The INTO also voted yesterday to demand the establishment of a "proper representative forum" to address the challenges and difficulties faced by teachers in interdenominational schools.

The general secretary, Mr John Carr, described as "scandalous" the lack of an agreed understanding on how religion should be taught in interdenominational schools, and demanded a clear policy before any more interdenominational schools are sanctioned.

A passionate debate on the subject enlivened the hall on the third day of the conference. It showed that, a year after the controversy over the teaching of religion in the interdenominational Gaelscoil Thulach na nÓg in Co Meath, the issue continues to annoy primary teachers.

"I reject totally the idea that a vague and woolly but no doubt well-intentioned notion of bringing children together for religious education constitutes any form of interdenominational education," Mr Carr said.

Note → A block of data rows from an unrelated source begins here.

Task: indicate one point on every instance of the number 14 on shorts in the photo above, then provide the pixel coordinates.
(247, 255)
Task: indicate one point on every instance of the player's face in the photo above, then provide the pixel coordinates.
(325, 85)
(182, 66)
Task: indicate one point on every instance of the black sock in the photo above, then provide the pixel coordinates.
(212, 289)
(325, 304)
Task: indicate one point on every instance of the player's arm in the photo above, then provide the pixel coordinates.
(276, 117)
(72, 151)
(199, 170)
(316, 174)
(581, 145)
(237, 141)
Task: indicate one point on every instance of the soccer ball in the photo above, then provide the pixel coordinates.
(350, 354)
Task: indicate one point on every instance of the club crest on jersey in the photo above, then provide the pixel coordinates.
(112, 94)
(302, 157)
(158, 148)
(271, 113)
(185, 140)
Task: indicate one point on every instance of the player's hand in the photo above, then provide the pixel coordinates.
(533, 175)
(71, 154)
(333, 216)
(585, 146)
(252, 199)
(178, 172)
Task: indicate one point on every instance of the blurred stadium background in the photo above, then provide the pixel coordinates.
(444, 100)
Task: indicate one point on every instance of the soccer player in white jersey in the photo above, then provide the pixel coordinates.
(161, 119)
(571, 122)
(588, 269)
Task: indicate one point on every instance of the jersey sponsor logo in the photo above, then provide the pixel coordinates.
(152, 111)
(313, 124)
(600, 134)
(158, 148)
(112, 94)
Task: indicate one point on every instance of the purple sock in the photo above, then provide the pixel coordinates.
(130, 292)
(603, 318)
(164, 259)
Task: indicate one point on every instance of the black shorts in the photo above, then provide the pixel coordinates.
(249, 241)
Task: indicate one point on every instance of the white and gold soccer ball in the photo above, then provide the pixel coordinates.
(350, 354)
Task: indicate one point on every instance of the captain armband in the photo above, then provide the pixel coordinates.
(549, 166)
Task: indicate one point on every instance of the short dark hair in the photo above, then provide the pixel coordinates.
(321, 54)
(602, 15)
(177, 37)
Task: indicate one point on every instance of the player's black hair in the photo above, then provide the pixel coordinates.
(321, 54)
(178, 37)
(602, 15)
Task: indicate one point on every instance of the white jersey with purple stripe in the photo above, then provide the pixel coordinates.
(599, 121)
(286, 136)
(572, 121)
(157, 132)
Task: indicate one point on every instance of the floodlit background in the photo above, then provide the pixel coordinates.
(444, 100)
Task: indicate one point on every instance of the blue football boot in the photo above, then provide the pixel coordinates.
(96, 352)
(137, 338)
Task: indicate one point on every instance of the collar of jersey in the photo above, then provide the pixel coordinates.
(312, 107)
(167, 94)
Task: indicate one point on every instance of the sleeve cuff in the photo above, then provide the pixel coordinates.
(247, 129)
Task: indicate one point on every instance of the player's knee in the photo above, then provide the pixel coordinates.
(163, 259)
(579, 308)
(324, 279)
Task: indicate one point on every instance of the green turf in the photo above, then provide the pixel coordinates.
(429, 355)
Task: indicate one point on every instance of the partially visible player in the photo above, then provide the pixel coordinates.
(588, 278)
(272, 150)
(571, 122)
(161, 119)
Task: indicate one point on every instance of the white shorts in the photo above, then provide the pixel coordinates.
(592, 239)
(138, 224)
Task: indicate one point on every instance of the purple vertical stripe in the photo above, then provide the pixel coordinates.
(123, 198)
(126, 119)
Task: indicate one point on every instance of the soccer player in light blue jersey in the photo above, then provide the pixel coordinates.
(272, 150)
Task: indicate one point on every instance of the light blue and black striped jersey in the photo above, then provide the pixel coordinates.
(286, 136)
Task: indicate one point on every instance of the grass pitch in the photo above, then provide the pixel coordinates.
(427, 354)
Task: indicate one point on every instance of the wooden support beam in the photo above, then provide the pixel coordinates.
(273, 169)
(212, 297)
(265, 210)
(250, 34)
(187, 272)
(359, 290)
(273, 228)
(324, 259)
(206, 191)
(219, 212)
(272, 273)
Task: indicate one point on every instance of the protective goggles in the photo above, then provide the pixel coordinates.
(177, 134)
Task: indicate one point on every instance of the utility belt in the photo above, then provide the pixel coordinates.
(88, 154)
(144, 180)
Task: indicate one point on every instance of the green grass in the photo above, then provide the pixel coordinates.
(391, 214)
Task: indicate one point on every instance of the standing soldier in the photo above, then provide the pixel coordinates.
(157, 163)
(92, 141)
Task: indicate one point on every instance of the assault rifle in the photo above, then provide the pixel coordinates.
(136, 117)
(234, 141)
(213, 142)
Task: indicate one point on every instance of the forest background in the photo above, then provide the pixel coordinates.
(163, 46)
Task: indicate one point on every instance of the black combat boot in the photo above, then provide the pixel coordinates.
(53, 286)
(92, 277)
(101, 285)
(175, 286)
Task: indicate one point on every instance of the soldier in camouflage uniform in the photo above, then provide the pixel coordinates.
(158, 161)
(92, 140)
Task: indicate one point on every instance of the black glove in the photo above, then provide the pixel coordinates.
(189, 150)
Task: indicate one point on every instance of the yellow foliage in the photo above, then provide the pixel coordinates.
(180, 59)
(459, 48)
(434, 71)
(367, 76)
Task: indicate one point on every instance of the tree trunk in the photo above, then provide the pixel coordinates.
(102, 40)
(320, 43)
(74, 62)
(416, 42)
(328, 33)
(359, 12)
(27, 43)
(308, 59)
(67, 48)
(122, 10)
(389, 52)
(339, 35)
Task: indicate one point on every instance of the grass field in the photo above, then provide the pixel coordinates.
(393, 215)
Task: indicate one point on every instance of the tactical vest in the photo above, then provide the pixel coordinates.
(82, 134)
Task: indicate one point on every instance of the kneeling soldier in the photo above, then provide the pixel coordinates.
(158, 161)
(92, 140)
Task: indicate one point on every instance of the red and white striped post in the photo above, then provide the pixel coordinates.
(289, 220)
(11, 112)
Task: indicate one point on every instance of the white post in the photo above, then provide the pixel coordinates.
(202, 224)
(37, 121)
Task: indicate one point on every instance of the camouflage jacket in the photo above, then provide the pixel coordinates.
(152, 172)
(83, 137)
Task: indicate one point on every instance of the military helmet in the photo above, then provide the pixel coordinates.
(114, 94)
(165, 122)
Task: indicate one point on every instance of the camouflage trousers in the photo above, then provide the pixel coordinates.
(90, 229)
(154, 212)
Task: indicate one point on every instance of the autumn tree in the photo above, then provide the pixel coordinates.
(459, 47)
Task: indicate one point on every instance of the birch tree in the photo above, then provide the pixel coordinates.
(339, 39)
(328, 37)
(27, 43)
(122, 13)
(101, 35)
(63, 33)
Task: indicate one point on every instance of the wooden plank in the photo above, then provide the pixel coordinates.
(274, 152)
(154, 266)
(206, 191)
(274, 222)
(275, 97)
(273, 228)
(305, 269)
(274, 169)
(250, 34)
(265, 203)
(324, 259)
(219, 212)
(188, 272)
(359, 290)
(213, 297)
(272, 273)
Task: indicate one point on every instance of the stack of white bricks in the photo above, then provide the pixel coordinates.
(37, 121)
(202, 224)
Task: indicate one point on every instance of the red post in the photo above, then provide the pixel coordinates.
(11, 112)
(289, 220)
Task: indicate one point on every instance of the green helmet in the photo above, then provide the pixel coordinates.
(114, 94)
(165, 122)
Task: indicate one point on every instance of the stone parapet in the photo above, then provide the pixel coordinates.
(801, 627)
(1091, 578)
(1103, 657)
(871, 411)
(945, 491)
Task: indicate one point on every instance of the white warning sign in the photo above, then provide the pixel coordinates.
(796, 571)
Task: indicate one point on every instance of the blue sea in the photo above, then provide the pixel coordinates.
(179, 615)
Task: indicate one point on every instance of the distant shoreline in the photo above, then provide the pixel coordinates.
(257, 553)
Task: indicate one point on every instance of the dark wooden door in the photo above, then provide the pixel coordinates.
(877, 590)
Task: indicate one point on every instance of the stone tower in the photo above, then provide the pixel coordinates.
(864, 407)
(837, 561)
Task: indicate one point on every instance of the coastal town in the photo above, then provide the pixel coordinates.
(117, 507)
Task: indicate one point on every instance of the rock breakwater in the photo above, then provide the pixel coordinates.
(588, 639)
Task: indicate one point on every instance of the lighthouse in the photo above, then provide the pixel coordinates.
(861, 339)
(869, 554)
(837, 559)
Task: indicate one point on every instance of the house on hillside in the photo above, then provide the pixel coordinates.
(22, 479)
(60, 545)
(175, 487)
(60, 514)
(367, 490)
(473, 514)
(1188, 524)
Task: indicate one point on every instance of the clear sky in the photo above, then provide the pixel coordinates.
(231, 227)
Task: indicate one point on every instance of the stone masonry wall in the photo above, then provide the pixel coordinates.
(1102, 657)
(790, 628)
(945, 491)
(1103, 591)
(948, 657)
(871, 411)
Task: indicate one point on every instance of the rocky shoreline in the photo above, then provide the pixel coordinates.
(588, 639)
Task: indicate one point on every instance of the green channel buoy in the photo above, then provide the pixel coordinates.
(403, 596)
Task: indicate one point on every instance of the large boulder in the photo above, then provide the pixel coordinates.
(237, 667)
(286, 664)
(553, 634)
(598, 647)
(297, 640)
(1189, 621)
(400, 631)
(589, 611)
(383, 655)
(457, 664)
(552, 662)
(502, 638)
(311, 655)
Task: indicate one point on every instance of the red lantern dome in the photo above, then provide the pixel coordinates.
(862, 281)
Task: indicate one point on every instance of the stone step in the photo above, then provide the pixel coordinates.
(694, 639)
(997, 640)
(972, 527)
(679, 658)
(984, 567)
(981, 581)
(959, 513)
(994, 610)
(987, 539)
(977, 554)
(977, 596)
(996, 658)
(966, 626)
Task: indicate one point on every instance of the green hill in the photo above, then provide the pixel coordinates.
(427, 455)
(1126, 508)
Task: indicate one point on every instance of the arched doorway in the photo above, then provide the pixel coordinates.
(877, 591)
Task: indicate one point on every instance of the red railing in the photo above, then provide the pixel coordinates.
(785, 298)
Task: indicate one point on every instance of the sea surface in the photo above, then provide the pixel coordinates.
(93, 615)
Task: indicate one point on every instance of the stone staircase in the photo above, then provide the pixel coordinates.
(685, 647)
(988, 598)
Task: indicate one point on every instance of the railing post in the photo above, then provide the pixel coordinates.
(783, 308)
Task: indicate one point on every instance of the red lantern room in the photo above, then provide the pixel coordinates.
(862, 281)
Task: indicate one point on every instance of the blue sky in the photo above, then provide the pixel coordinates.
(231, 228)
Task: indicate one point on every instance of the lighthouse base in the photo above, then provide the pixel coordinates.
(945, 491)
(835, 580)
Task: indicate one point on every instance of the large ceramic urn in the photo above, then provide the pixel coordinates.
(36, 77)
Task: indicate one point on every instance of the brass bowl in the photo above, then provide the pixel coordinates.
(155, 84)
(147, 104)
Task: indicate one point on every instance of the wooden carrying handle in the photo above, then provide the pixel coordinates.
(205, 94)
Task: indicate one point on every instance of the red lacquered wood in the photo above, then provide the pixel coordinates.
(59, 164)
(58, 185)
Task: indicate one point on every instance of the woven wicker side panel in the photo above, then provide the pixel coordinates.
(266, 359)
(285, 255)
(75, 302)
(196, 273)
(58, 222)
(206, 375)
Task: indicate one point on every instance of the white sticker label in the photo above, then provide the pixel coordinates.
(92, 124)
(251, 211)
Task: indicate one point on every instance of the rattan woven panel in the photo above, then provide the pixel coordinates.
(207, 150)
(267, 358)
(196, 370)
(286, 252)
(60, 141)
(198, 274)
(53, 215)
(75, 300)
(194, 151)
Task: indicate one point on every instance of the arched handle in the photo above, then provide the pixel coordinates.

Mr Tomás Ó Dúlaing, former principal of the gaelscoil and now the principal of Grifeen Valley School, a multidenominational school in Lucan, Co Dublin, told delegates "the idea that teachers can be intimidated into compromising our relationships with children of religious minorities is flawed". Six- and seven-year-old Protestant children were experiencing "devastation and hurt in classrooms as the result of the imposition of directives on religion", he claimed.

It was wrong that non-Catholic children either had to sit through preparation classes for First Holy Communion, or be withdrawn from class by their parents.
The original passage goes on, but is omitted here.